A weapon in Massachusetts personal injury cases is our Consumer Protection Statute, 93A. Passed in the late 1970’s, this is a tool that may have originally been designed to aid the consumer in his/her fight against the retailer for unfair and deceptive acts or practices in commerce. Over the years, it has also been used against insurance companies for unfair claims handling practices. That is through resort to another statute. 176D, which is used in concert with 93A.
93A affords the aggrieved party an opportunity to recover treble damage and attorneys fees. It certainly has great potential and will cause the offending party to take notice once the 93A demand letter has been sent. It requires a response within 30 days so before you know it the battle will have been joined.
A lesser known use of 93A comes about from the Attorney General regulations. Pursuant to section 2(c) of 93A, the Attorney General is empowered to issue regulations. Some regulations are made applicable to nursing homes, to landlords, still others to private employment agencies and so forth.

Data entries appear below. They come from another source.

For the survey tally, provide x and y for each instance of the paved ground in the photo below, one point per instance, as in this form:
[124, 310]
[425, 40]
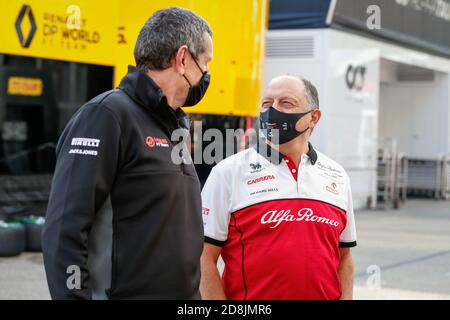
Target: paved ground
[410, 247]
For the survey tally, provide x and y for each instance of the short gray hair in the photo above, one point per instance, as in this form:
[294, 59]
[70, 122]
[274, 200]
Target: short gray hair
[312, 96]
[164, 33]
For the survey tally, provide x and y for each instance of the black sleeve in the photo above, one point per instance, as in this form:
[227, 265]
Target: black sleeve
[87, 161]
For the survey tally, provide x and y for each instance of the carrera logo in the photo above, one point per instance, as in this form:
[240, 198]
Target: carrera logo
[332, 188]
[260, 179]
[156, 142]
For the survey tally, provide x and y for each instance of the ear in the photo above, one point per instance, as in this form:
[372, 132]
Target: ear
[179, 60]
[315, 117]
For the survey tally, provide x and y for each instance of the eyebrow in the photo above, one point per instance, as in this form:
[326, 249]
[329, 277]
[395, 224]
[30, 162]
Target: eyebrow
[289, 98]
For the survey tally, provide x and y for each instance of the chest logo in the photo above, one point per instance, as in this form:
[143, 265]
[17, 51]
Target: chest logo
[261, 179]
[332, 188]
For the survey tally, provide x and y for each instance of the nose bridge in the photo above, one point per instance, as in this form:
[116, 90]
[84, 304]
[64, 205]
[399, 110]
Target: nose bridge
[276, 104]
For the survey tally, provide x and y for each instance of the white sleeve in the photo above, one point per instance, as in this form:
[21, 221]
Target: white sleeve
[348, 235]
[216, 197]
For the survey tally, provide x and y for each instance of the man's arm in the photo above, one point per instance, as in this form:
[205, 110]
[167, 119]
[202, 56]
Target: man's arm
[210, 282]
[346, 274]
[87, 160]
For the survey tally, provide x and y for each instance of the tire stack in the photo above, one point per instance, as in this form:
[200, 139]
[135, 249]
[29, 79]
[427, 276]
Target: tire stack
[22, 234]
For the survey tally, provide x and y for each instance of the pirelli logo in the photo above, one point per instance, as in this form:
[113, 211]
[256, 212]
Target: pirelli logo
[85, 142]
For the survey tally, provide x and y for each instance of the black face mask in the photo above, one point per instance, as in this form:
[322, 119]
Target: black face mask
[273, 119]
[197, 92]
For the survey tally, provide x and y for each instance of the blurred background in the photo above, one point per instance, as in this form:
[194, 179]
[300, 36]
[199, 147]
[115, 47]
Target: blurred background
[381, 68]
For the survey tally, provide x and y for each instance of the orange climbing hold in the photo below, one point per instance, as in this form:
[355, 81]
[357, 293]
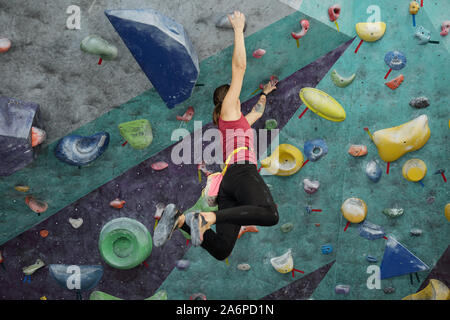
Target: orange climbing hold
[395, 83]
[117, 203]
[245, 229]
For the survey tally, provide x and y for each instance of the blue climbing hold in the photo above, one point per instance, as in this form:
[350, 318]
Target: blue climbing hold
[76, 277]
[370, 231]
[327, 248]
[315, 149]
[373, 171]
[422, 35]
[79, 151]
[162, 49]
[396, 60]
[16, 119]
[398, 261]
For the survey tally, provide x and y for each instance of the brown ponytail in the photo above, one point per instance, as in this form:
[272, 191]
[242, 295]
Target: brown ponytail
[219, 95]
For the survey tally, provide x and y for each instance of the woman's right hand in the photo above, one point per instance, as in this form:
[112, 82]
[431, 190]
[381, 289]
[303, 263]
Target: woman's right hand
[269, 87]
[237, 20]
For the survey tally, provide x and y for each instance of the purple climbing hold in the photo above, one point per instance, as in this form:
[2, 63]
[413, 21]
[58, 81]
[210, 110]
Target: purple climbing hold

To me, one of the most intriguing uses of 93A comes from Attorney 940 CMR 3.08(2): “It shall be an unfair and deceptive act or practice to fail to perform or fulfill any promises or obligations arising under a warranty.” This opens the possibility in products liability cases where warranty is always pleaded. But it is also useful in the landlord-tenant context. The landlord, by our law, warrants the unit is habitable and meets all codes, including Sanitary and Building codes. If that isn’t met and that violation was a proximate cause of the tenant’s injury, you have a 93A claim. Yes, consumers of all types have rights too.